9.12.2011

Waiting on the World To Change: Remembering 9/11

Yesterday was a very emotional day for me. I couldn't help but tear up as I watched the dedication of the 9/11 memorials. It was as though the world was standing still again.

As I sat on my parent's couch and person after person thanked the "troops" still fighting the war on terror, I realized that they were thanking my husband.

Before I ever met Kyle, he made the decision to sign up for the NAVY Reserves. A few short years after he returned home from boot camp, he was called to serve a tour in Fallujah, and then Ramadi.

Two days after he returned home, he came to Arkansas to work. That is when we met.

When we first were married, it did not occur to me that he was still in the NAVY. It wasn't until he had started reporting again for the monthly weekend drill, that the fact that he could be called at any time to again serve our country hit me like a ton of bricks.

And I have to be honest. I resented him being in the NAVY. What would happen to me if he was called to do another tour? And then he would occasionally mention wanting to serve 20 or more years in the reserves. That really upset me. I was hurt that he would be willing to put our family in jeopardy, or at least that is the way I saw it.

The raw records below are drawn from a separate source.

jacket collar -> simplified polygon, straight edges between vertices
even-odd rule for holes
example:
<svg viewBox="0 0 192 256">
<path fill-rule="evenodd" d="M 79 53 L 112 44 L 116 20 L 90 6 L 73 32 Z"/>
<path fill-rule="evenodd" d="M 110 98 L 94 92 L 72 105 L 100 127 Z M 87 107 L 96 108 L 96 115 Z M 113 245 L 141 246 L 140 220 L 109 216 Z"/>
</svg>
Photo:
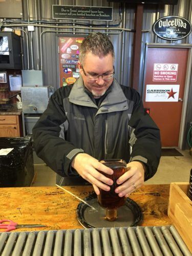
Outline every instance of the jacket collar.
<svg viewBox="0 0 192 256">
<path fill-rule="evenodd" d="M 117 81 L 114 78 L 109 88 L 110 91 L 106 95 L 100 106 L 98 114 L 126 110 L 128 109 L 127 99 Z M 73 86 L 69 96 L 69 101 L 77 105 L 98 108 L 85 92 L 81 76 Z"/>
</svg>

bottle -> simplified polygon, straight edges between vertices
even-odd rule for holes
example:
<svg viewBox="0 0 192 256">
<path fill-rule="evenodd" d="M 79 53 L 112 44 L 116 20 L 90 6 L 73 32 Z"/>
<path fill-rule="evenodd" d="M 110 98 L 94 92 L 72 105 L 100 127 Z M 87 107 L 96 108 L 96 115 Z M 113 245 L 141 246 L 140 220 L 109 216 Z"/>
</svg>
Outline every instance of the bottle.
<svg viewBox="0 0 192 256">
<path fill-rule="evenodd" d="M 106 209 L 105 219 L 114 221 L 117 218 L 117 208 L 123 205 L 126 201 L 125 197 L 119 197 L 115 190 L 119 186 L 116 183 L 116 180 L 126 171 L 126 163 L 122 159 L 103 160 L 100 162 L 114 171 L 114 174 L 111 175 L 102 173 L 113 180 L 113 184 L 111 186 L 110 191 L 99 189 L 98 201 L 100 205 Z"/>
</svg>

But this weekend, it all made sense to me.

I was going to post a long story of where I was when the towers were hit, what I felt, and how scared I was, in a "tribute" to the events of 9/11. Then I thought, "How sad is it to focus on the negative?" While I agree it is good to remember those events, and trust me, I do remember, how much better is it to focus on hope? Hope for a future? Hope for a future of a world that is full of a united citizenship, a common thread of brotherhood, full of people that recognize their potential.

I am sharing with you today a video that Kyle shared with his family during Christmastime 2008. While he was a world away, this was the message he sent to them. This video explains his desire to serve our country. He believes in the freedoms that we have as Americans, and innate rights of all individuals, and desires for other nations to have these same freedoms as well.

The songs that he chose to accompany the video render me speechless. They are not the popular songs full of hate and American pride that were so popular right after 9/11. They speak of action, change, responsibility, kindness, peace, reaching out, comforting, and encouraging others.

So many people have a deep hatred for the people of Iraq, Afghanistan, and other middle eastern countries. What Kyle sees that so many others do not is that not ALL of the people in those countries are hateful. Many of them are just like us.

It all made sense as I was watching the memorials while sitting on my parent's couch. Kyle was their hero. He had come to their back door, he was an American. He represented everything that they had ever dreamed of having. He gave them a glimpse of what freedom was like. He showed them compassion. He showed them that he cared about them, that he viewed them  as people and not as the filth of the world.

Here is Kyle's short video from his time in Iraq. It is my wish that it would show you hope in this time of great remembrance.

May we never forget the events of that day, and the brave souls who changed our lives then, and continue to change them today.